Je pivotai vers ma famille, aussi silencieuse que les larmes qui roulaient sur mes joues.

Danny et Ethan se jetèrent au creux de mes bras et je me contentai de les serrer contre moi, respirant leur odeur familière pour ce qui me semblait être à présent la dernière fois.

Je me retirai ensuite de leur étreinte et m'avançai vers mon père. Je me blottis quelques secondes dans ses bras, les souvenirs déferlant en moi dans une puissante vague.

Nous avions toujours habité une maison au Nord de l'île des Erkaïn, si bien que la neige se plaisait à s'installer deux ou trois mois de plus chez nous. Je me souvenais de ces journées passées à l'extérieur, de ces innombrables batailles de boules de neiges ou jeux. Nous y étions tous, ma mère, mon père, mes frères... Sans que jamais l'un soit mis à l'écart.

Peu douée en cours, j'avais cependant bénéficié de leur soutien à l'école. Chaque soir, sur la table de la salle à manger, Samuel et Helia finissaient par se disputer sur l'une de mes leçons qu'ils étaient tous deux incapable de comprendre correctement.

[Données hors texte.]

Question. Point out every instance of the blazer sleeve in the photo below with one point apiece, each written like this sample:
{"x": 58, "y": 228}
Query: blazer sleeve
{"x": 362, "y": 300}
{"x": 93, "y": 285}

Nous n'avions pas d'autre famille. Je n'avais pas de grands-parents, ni d'oncles ou de tantes. Nous passions alors toutes nos vacances au creux de notre vieille chaumière, sans nous en séparer. Peu riches, nous ne voyagions jamais.

Ainsi, lorsque j'atteins l'âge de quitter la maison, mes parents m'offrirent un cadeau des plus précieux : l'argent et le passeport permettant d'entrer à Enohria. Ma mère y ayant travaillé pendant de longues années en tant que professeur d'Histoire des Peuples, elle avait pu m'obtenir une place.

J'étais donc partie, sans regrets ni peurs.

Cependant, lorsqu'arriva la guerre, que je fus blessée, j'eus grande peine à supporter le fait qu'aucun d'entre eux ne soit venu me rendre visite. Peut-être n'avaient-ils pas assez d'argent. Peut-être n'en avaient-ils pas envie, ou bien pas entendu un seul mot.

Ainsi s'achevait mon ancienne vie, innocente et tranquille.

Comme si ce n'était pas suffisant, j'avais passé le cap accompagnée de la guerre et de la mort.